From a paper by Gary Gorton and others.
A sensible list of elements in that package, though neither nearly exhaustive nor likely satisfactory to all, is as follows, adapted from a variety of such lists in the literature:
• unwritten codes, implicit rules, and regularities in interactions;
• identities, self-image, and guiding purpose;
• espoused values and evolving norms of behavior;
• conventions, customs, and traditions;
• symbols, signs, rituals, and group celebrations;
• knowledge, discourse, emergent understanding, doctrine, ideology;
• memes, jokes, style, and shared meaning;
• shared mental models, expectations, and linguistic paradigms.
Pointer from Tyler Cowen.
The paper goes down hill from there, ending up with a mathematical model.

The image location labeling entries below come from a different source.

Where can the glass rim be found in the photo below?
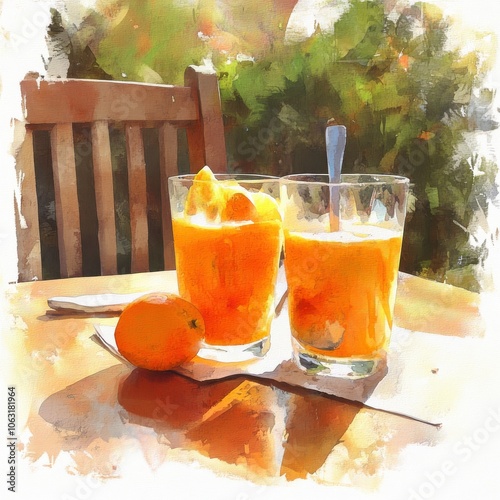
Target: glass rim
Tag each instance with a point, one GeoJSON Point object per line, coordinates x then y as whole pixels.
{"type": "Point", "coordinates": [227, 176]}
{"type": "Point", "coordinates": [324, 179]}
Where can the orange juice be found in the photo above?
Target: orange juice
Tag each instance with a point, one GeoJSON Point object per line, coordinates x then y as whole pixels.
{"type": "Point", "coordinates": [342, 288]}
{"type": "Point", "coordinates": [228, 271]}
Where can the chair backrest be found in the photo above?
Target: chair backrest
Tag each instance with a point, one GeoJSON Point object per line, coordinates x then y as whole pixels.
{"type": "Point", "coordinates": [56, 106]}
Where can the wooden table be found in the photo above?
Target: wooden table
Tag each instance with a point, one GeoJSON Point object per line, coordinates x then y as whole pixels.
{"type": "Point", "coordinates": [88, 424]}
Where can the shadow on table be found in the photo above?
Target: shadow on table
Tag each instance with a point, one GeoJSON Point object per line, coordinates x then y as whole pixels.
{"type": "Point", "coordinates": [263, 428]}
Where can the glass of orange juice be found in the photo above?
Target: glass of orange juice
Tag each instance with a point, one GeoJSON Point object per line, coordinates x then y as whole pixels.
{"type": "Point", "coordinates": [342, 268]}
{"type": "Point", "coordinates": [227, 240]}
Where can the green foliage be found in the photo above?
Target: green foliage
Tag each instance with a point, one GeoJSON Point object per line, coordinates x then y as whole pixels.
{"type": "Point", "coordinates": [402, 94]}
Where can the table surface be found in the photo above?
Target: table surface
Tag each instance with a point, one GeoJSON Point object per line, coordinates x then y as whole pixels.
{"type": "Point", "coordinates": [84, 414]}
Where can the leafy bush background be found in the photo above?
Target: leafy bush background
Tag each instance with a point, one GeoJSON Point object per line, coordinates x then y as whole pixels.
{"type": "Point", "coordinates": [411, 105]}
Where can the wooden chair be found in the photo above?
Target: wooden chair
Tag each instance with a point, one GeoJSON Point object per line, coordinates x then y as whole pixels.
{"type": "Point", "coordinates": [58, 105]}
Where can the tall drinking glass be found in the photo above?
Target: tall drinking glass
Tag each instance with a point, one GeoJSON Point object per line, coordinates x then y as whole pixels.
{"type": "Point", "coordinates": [227, 239]}
{"type": "Point", "coordinates": [342, 268]}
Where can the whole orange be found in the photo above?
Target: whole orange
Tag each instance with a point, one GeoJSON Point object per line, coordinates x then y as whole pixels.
{"type": "Point", "coordinates": [159, 331]}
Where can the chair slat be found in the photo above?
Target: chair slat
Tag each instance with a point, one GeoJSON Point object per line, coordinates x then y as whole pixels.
{"type": "Point", "coordinates": [84, 101]}
{"type": "Point", "coordinates": [104, 196]}
{"type": "Point", "coordinates": [168, 167]}
{"type": "Point", "coordinates": [27, 228]}
{"type": "Point", "coordinates": [137, 198]}
{"type": "Point", "coordinates": [66, 200]}
{"type": "Point", "coordinates": [56, 105]}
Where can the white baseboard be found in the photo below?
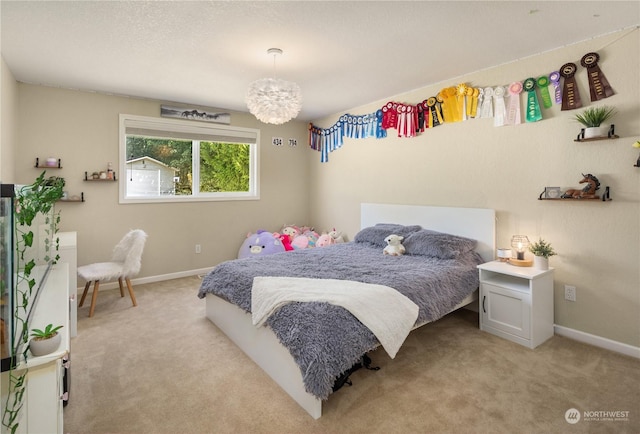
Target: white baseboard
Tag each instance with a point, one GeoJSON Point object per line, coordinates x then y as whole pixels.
{"type": "Point", "coordinates": [151, 279]}
{"type": "Point", "coordinates": [598, 341]}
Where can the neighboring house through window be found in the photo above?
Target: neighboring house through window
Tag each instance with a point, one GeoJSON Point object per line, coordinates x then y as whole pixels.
{"type": "Point", "coordinates": [171, 160]}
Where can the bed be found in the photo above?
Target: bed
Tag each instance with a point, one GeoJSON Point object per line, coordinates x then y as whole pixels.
{"type": "Point", "coordinates": [306, 345]}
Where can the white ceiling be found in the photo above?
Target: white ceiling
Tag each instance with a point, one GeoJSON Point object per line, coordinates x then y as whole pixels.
{"type": "Point", "coordinates": [343, 54]}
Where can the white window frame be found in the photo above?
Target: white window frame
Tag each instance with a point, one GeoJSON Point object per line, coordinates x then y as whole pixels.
{"type": "Point", "coordinates": [210, 132]}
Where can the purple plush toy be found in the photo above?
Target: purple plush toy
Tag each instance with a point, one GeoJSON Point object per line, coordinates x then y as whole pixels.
{"type": "Point", "coordinates": [260, 243]}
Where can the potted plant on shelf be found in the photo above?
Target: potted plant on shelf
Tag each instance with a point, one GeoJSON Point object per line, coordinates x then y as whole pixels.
{"type": "Point", "coordinates": [45, 341]}
{"type": "Point", "coordinates": [592, 118]}
{"type": "Point", "coordinates": [541, 250]}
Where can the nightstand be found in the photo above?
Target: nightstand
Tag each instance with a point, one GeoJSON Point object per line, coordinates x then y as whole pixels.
{"type": "Point", "coordinates": [516, 303]}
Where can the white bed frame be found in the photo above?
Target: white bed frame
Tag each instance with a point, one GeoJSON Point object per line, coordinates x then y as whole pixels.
{"type": "Point", "coordinates": [262, 345]}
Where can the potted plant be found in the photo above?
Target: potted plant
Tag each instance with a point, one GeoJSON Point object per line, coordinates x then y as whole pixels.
{"type": "Point", "coordinates": [592, 118]}
{"type": "Point", "coordinates": [541, 250]}
{"type": "Point", "coordinates": [45, 341]}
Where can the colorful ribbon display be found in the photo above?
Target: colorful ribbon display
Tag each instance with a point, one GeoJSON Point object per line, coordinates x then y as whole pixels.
{"type": "Point", "coordinates": [557, 90]}
{"type": "Point", "coordinates": [543, 85]}
{"type": "Point", "coordinates": [463, 102]}
{"type": "Point", "coordinates": [598, 85]}
{"type": "Point", "coordinates": [533, 108]}
{"type": "Point", "coordinates": [513, 113]}
{"type": "Point", "coordinates": [500, 112]}
{"type": "Point", "coordinates": [570, 93]}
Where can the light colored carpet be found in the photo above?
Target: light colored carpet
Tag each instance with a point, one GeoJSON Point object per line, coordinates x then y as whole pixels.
{"type": "Point", "coordinates": [163, 367]}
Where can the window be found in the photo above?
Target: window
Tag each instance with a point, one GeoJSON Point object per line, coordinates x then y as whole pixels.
{"type": "Point", "coordinates": [171, 160]}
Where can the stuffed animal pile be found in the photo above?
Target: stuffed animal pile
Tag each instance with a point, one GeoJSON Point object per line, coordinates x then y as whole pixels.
{"type": "Point", "coordinates": [290, 237]}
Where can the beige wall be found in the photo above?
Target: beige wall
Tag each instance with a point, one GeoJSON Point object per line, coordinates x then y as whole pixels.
{"type": "Point", "coordinates": [81, 128]}
{"type": "Point", "coordinates": [8, 110]}
{"type": "Point", "coordinates": [474, 164]}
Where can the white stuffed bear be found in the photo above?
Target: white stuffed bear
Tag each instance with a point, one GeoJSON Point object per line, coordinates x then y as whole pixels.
{"type": "Point", "coordinates": [394, 245]}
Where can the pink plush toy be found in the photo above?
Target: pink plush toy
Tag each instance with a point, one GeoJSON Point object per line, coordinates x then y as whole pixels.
{"type": "Point", "coordinates": [324, 240]}
{"type": "Point", "coordinates": [337, 236]}
{"type": "Point", "coordinates": [286, 241]}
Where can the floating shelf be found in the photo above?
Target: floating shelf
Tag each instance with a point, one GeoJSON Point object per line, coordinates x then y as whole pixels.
{"type": "Point", "coordinates": [87, 178]}
{"type": "Point", "coordinates": [606, 197]}
{"type": "Point", "coordinates": [58, 165]}
{"type": "Point", "coordinates": [79, 200]}
{"type": "Point", "coordinates": [610, 136]}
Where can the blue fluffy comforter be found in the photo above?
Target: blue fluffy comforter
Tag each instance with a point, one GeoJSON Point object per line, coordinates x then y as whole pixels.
{"type": "Point", "coordinates": [325, 340]}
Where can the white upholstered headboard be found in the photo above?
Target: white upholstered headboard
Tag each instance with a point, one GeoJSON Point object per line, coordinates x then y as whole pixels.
{"type": "Point", "coordinates": [476, 223]}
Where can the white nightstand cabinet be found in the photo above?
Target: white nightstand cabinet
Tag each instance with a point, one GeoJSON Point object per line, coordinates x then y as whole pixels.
{"type": "Point", "coordinates": [516, 303]}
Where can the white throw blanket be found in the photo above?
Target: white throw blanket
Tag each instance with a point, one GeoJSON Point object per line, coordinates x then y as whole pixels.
{"type": "Point", "coordinates": [386, 312]}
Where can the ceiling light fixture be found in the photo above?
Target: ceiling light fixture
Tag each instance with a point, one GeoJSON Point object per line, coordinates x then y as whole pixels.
{"type": "Point", "coordinates": [272, 100]}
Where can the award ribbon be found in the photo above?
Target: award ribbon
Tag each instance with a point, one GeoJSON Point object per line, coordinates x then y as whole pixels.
{"type": "Point", "coordinates": [380, 132]}
{"type": "Point", "coordinates": [461, 101]}
{"type": "Point", "coordinates": [598, 85]}
{"type": "Point", "coordinates": [474, 102]}
{"type": "Point", "coordinates": [570, 93]}
{"type": "Point", "coordinates": [513, 113]}
{"type": "Point", "coordinates": [480, 98]}
{"type": "Point", "coordinates": [543, 84]}
{"type": "Point", "coordinates": [435, 115]}
{"type": "Point", "coordinates": [487, 106]}
{"type": "Point", "coordinates": [557, 91]}
{"type": "Point", "coordinates": [533, 108]}
{"type": "Point", "coordinates": [500, 110]}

I think that the best way to approach the issue of corporate culture is to ask what problems various practices are supposed to solve. I think that in general there are three types of problems, all of which plague the process of central planning in general:
1. Coordination/resource allocation. Without a price system, how do you allocate resources efficiently? For example, the corporate organization chart is supposed to help with coordination. Also supposed to address the coordination problem is that bane of every white-collar worker, the business meeting.
2. Incentives/principal-agent problems. How do you implement systems that are not gamed to the advantage of individuals within the firm but to the disadvantage of the owners of the firm?
There are many problems of this type. And there are various errors that could be made in either direction, e.g. giving middle managers too much incentive to take risks or too much incentive to be risk-averse.
3. Playing the game of evolution: stick with the status quo; copy another player; or innovate. Each alternative has its pros and cons, depending on market conditions and internal capabilities. If your business plays the game well, you coalesce around making the right moves. If you don’t, you make too many mistakes and you lose.
Hiring practices are important here. If you always promote from within, that will bias you toward playing “status quo.” If you hire a lot of senior management from other firms, that will bias you toward “copy.” If you hire junior people and advance them quickly, that will help you play “innovate.”